Canadian researchers have started testing wastewater samples from long-term care facilities in hopes that it will help identify increases in COVID-19 cases faster. 

The research project is being led by the University of Ottawa, University of Toronto and Ryerson University throughout six Canadian provinces. It is being supported by the federal government’s COVID-19 Immunity Task Force, the CBC reported. Traces of the virus can be detected through an infected person’s feces before they develop symptoms, according to experts.

The method was used in mid-July and was able to catch a 400% increase in COVID-19 levels at a water treatment plant in Ottawa several days before testing confirmed an increase in cases. The sampling method also was used to help curb an outbreak at the University of Arizona, the report noted. 

University of Ottawa engineering professor and co-project leader Robert Delatolla equated the method to a smoke detector, saying it could serve as a “[signal] that things are starting to come online, outbreaks are happening.”

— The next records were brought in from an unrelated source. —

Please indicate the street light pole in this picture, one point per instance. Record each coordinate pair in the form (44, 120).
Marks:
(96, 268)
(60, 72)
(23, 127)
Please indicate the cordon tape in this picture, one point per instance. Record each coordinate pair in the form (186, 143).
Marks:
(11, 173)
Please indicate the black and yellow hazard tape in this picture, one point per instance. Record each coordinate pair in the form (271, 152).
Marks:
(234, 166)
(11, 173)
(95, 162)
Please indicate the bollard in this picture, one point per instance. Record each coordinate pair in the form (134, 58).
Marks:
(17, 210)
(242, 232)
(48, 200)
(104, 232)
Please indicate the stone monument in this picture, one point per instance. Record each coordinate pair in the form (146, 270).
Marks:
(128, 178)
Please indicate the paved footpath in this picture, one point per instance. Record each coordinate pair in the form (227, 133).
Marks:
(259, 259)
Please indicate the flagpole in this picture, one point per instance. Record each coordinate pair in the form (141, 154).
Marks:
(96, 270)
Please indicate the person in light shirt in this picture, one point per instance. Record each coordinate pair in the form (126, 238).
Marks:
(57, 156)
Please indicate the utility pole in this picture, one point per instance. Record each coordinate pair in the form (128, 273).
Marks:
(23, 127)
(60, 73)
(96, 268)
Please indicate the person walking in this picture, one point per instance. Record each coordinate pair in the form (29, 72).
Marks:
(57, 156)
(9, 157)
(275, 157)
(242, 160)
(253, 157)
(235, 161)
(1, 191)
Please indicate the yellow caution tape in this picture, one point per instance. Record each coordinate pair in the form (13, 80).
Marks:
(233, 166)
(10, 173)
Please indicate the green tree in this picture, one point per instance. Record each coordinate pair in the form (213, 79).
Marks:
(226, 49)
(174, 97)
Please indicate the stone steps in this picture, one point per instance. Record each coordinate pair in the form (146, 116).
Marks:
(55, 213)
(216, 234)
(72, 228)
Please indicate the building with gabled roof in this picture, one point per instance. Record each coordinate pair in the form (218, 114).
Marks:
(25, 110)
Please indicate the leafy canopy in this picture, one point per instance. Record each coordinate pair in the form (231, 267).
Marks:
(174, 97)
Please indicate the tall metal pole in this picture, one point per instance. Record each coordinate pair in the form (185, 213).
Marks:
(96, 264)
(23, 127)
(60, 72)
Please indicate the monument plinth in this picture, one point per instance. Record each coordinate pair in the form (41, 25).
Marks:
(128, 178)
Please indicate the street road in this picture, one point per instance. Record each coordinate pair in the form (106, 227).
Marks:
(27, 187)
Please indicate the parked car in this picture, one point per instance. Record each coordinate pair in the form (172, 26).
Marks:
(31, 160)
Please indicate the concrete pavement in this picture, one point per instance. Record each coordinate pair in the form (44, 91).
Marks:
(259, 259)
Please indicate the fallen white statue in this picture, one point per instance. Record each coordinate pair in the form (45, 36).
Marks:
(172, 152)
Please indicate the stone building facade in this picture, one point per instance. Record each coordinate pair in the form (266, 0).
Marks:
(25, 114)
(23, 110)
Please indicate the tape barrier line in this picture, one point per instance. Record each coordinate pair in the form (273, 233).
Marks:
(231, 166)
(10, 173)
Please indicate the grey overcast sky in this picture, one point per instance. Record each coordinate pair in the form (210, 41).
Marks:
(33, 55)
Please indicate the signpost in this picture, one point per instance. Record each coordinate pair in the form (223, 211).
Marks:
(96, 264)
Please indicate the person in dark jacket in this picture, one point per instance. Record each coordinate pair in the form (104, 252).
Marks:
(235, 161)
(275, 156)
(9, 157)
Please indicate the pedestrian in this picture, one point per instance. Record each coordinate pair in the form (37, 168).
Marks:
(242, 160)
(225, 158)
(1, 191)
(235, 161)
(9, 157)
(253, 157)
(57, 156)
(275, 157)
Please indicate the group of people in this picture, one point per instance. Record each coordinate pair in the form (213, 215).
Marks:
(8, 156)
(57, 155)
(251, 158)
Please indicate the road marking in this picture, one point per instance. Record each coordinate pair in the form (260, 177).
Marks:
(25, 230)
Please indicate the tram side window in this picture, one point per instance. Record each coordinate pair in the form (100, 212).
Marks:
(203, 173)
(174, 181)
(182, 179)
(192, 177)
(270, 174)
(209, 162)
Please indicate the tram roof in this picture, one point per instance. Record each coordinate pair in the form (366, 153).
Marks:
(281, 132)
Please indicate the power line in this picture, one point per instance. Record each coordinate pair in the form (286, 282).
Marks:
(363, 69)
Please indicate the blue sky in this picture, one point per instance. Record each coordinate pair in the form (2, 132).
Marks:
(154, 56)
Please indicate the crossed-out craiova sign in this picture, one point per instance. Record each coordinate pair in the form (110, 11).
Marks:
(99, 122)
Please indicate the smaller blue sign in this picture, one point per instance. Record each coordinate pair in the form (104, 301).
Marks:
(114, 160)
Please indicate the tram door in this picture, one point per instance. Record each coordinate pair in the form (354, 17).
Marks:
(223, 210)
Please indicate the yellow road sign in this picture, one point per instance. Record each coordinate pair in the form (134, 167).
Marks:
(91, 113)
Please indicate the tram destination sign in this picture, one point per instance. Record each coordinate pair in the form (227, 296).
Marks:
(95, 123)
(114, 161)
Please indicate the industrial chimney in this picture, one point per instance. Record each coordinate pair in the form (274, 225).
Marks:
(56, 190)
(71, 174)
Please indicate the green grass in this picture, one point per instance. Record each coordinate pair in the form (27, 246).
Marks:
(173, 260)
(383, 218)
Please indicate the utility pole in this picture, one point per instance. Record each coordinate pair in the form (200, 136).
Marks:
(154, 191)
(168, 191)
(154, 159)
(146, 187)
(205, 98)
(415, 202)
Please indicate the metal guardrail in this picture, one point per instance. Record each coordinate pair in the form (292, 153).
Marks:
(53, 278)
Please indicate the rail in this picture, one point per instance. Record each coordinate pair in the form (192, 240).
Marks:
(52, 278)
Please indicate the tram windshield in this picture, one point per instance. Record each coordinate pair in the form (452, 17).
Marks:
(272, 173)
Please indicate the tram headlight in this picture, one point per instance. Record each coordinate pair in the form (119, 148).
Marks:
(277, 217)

“By being able to monitor a facility that is doing well and doesn’t have an outbreak, the wastewater is a potential tool to actually catch when that outbreak first happens,” he said. 

Overall, about 63% of overall COVID-19 deaths are from residents and workers in long-term care facilities, according to latest government figures. Facilities throughout the country are required to conduct surveillance testing on residents every one or two weeks.

“It’s a way of doing a survey or census on everyone, every day. Instead of testing thousands of people, we can just test the sewer system once a day at the treatment plant,” added Ottawa Hospital senior scientist Doug Manuel.